Cooktop Cove: How to make gluten-free low carb bread
By Robin Donovan
The most sought-after recipe in the low-carb world is one for a light, fluffy, non-eggy, gluten-free, low-carb, keto-friendly bread. The recipe below is exactly that. It’s not dense, crumbly or overly eggy like other low-carb breads. It is light and flavorful, and, most importantly for me, it holds together well for sandwiches, even without being toasted.
Instead of using all almond flour to replace the wheat flour, I use a combination of almond flour, psyllium husk and flaxseed meal, which gives it both flavor and texture reminiscent of “real” wheat bread, but without any of the gluten or carbs. With this bread, I can enjoy all my favorite sandwiches again.

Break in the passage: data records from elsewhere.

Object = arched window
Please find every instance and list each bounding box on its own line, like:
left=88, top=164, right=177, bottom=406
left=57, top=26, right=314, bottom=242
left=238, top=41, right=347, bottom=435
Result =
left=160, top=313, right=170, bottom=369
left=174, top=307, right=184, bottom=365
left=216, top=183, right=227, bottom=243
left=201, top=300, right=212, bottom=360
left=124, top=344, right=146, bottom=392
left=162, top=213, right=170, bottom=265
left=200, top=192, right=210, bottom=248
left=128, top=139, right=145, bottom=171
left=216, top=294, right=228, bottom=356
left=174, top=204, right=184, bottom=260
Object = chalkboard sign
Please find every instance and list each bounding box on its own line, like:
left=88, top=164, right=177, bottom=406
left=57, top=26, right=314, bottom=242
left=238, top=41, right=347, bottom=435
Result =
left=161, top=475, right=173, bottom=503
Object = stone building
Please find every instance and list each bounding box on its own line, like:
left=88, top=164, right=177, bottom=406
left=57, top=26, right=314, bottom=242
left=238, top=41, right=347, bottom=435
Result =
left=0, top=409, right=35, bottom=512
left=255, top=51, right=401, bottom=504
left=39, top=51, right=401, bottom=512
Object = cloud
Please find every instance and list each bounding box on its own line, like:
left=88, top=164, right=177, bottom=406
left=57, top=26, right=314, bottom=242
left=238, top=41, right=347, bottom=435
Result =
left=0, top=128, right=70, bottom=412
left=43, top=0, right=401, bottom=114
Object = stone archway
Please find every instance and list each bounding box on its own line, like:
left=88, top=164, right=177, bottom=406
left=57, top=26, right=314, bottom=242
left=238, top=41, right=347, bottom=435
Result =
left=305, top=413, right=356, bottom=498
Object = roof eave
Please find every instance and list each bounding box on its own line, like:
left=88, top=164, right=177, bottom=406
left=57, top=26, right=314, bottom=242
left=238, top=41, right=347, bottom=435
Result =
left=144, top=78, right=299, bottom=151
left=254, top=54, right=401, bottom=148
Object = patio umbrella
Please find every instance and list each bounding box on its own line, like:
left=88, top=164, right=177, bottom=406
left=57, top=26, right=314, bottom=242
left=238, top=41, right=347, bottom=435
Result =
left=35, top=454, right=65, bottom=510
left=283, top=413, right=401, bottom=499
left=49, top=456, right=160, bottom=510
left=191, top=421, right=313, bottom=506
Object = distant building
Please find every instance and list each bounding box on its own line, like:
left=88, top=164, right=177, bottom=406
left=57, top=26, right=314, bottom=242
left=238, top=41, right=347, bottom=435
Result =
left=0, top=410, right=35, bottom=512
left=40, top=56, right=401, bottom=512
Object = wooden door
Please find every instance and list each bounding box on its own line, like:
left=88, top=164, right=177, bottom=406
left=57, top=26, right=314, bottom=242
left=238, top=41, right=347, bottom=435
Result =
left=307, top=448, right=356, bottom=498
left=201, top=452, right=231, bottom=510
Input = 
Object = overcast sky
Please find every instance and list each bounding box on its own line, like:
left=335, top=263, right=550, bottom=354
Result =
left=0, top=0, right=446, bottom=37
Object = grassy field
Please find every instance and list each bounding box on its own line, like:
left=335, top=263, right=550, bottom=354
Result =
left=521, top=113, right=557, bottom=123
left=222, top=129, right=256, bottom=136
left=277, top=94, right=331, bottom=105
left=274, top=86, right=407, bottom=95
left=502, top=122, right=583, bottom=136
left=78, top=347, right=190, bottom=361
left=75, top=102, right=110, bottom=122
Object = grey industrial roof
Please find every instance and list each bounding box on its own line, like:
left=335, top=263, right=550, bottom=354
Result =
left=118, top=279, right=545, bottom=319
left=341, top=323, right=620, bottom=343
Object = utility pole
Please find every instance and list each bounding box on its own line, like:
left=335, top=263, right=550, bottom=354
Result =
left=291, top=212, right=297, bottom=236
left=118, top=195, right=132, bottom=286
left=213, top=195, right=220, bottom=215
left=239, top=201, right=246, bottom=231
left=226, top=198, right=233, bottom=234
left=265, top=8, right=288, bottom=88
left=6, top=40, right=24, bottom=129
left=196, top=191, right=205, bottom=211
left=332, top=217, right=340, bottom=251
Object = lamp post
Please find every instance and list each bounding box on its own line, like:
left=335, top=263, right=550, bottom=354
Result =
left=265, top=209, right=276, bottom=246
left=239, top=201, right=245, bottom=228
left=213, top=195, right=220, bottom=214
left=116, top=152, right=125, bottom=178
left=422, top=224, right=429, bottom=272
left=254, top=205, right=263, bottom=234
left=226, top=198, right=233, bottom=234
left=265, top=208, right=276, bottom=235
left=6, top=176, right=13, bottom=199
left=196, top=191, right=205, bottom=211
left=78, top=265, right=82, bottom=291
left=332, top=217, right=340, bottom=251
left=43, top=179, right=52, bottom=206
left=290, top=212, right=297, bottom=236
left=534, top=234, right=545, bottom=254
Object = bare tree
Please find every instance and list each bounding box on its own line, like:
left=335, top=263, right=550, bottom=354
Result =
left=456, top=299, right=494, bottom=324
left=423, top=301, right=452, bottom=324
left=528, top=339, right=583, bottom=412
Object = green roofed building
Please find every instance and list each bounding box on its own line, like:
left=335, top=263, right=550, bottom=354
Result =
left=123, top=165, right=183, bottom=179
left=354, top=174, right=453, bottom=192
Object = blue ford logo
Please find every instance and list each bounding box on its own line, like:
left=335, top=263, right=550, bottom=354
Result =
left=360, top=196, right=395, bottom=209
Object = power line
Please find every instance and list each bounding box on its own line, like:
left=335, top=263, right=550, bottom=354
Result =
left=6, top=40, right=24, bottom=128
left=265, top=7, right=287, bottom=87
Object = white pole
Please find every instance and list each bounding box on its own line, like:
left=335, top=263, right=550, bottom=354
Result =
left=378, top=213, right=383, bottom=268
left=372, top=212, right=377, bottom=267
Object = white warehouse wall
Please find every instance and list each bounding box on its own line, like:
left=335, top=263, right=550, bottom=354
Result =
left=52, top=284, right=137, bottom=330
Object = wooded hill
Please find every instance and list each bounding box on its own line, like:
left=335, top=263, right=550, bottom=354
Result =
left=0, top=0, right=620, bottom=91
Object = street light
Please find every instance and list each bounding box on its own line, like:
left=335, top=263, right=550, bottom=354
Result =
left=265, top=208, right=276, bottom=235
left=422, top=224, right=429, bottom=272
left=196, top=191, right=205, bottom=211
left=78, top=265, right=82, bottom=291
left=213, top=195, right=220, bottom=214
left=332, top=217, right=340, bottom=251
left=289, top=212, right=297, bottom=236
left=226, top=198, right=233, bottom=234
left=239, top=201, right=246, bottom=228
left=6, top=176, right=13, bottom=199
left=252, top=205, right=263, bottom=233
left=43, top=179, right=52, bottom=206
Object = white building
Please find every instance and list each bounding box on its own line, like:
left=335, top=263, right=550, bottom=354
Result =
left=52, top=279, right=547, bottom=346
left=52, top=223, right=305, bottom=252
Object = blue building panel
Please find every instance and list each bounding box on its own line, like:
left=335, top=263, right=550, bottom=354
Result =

Gluten-Free Low-Carb Bread
16
10 minutes
1 hour and 10 minutes
1 hour and 20 minutes
1 ½ cups almond flour
¼ cup psyllium husk
¼ cup flaxseed meal
1 tablespoon gluten-free baking powder
½ teaspoon salt
4 large eggs
¼ cup coconut oil, melted
½ cup warm water
Preheat the oven to 350 degrees Fahrenheit. Line a 9-by-5-inch loaf pan with parchment paper.
In a large mixing bowl, combine the almond flour, psyllium husk, flaxseed meal, baking powder and salt,aand stir to mix.
Add the eggs, oil,and warm water. Mix well.
Transfer the batter to the prepared loaf pan and smooth the top.
Bake in the preheated oven for 60 to 70 minutes, until the top is crisp and browned, and a toothpick inserted into the center comes out clean.
Remove from the oven and place the loaf pan on a cooling rack. Let cool completely before removing from the pan.